What you'll notice if you look closely though is that it is possible to have the KERNAL banked in alone with the rest RAM, but it is not possible to have BASIC banked in without also having the KERNAL banked in. As it happens this is actually pretty convenient, because the KERNAL provides a bunch of low level routines that make the system work and it can easily be used in isolation. The BASIC ROM on the other hand is essentially a frontend interface to controlling KERNAL routines.

When the BASIC ROM executes a PRINT statement, it is under-the-hood calling the KERNAL routine for CHROUT. And it is the KERNAL routine that is interpreting the PETSCII value to be output and how that will affect the state of the screen. And so, it makes absolutely no sense to bank in BASIC but bank out the KERNAL. That's handy because there aren't enough bits in the I/O port to do it anyway.

UPDATE: November 5, 2018

I'm updating this rather old post, just over 2 years after I wrote it. I need to issue a correction. The 6510 indeed has a special processor port. And three of the bits of that port, the 3 controlled by the lower three bits of address $01, do control the C64's Rom, I/O and memory map, via the PLA.

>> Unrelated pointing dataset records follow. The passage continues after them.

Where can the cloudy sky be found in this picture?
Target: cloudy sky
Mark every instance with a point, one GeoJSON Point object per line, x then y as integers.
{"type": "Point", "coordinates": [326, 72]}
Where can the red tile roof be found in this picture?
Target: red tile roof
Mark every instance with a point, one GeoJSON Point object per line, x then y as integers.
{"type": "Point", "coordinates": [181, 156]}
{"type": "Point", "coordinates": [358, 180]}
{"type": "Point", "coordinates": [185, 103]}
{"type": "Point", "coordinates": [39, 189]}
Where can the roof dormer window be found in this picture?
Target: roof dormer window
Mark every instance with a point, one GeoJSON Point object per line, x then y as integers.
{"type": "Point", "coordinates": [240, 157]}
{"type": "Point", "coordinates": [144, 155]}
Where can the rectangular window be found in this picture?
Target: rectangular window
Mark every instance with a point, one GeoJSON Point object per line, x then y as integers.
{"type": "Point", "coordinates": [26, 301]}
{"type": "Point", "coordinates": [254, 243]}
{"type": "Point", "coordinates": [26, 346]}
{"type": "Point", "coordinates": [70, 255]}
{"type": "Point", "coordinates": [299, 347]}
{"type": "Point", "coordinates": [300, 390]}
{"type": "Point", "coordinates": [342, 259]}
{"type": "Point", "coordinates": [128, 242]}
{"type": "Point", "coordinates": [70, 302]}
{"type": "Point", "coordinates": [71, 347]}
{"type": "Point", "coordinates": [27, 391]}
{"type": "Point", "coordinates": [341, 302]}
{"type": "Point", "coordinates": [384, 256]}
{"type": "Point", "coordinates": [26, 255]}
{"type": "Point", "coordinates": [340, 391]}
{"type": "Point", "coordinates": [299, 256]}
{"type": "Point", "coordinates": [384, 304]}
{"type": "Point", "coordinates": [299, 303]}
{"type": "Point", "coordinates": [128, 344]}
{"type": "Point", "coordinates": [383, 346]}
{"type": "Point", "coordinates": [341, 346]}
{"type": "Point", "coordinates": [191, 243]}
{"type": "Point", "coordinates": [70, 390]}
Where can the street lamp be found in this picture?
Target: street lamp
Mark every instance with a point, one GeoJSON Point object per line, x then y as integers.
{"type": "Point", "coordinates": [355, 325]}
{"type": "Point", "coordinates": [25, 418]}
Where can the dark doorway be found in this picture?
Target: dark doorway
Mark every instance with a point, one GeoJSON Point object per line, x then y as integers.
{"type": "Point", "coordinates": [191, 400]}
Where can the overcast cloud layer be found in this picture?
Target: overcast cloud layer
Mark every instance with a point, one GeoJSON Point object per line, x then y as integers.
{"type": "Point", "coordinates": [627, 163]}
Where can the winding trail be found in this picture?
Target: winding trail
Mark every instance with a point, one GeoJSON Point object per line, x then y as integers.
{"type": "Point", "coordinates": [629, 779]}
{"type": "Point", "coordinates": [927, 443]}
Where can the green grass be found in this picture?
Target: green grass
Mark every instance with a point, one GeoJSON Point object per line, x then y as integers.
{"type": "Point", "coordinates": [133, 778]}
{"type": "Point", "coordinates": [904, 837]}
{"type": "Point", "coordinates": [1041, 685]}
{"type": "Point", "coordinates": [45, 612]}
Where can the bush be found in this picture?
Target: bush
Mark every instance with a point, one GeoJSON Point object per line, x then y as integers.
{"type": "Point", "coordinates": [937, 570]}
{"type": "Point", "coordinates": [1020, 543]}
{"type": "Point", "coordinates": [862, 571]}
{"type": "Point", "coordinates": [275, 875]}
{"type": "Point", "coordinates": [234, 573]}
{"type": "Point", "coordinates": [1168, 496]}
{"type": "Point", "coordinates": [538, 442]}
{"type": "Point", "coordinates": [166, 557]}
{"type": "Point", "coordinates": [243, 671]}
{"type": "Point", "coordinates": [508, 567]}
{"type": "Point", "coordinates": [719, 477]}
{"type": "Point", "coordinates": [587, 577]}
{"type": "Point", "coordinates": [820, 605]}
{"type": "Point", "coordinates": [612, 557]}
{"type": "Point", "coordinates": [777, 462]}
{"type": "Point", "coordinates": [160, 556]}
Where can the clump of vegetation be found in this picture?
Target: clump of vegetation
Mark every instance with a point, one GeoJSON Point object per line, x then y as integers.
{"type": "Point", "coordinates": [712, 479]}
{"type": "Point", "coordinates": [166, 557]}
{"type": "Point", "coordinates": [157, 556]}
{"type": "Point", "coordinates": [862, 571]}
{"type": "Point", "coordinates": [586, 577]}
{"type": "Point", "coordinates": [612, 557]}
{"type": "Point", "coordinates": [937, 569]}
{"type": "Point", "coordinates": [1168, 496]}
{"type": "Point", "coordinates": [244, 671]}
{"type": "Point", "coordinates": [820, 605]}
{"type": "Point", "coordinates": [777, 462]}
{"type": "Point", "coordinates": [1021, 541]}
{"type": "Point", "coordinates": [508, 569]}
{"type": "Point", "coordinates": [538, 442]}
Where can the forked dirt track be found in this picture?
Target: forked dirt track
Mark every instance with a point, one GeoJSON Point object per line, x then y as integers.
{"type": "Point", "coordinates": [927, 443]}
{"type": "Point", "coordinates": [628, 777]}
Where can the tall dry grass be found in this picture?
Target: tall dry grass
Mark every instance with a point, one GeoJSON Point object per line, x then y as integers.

However, the processor port is not only 3 bits wide. It's actually 6 bits wide. In the segment of schematic below, you can see the 6510's labeled pins. Along the upper right hand side, you can see P0, P1, and P2. These are for Port pins, 0, 1 and 2. These run down and over to little pill shaped blobs with a pointed right end. These little labeled blobs indicate that the connection continues somewhere else on the schematic at a similar blob of the same label. In this case, the full schematic is split onto both front and back of the large fold-out page. The other side of these connections are wired into the PLA. Note that the direction of the arrow indicates the direction of information flow. Here, the processor is writing 3 bits to the PLA to set the memory map configuration.

If you notice though, the top end of the CPU, in the schematic, also lists P3, P4 and P5. These are three additional bits of the same port. Controlled by the next three bits of address $01. These are connected to the cassette port's motor, sense, and write. The cassette port's read line is controlled by one of the CIA's, not shown here.

As an interesting aside, I've known for a long time that datasettes were used in Europe for longer than they were in North America. I also knew that it was related to the high cost of a disk drive, compared to a relatively inexpensive datasette. But I never really understood why a datasette was so much cheaper to build.

Now I understand. The motor, the sensor, the read and write data lines as well as the 9V and 5V DC required to power and drive the datasette, are all controlled directly by hardware that is already in the computer. The KERNAL ROM has datasette reading and writing routines that control the CPU's port lines to directly control what is read from and written to the cassette magnetic media. A disk drive, on the other hand, is an entire 8-bit computer with its own OS, that intelligently speaks the IEC serial bus protocol, buffers data, executes commands, and more. On the inside of a datasette, by contrast, there is virtually nothing. Just the motor, sensor assembly and read/write head, wired directly to the computer. That is why a datasette is so much less expensive than a fancy disk drive.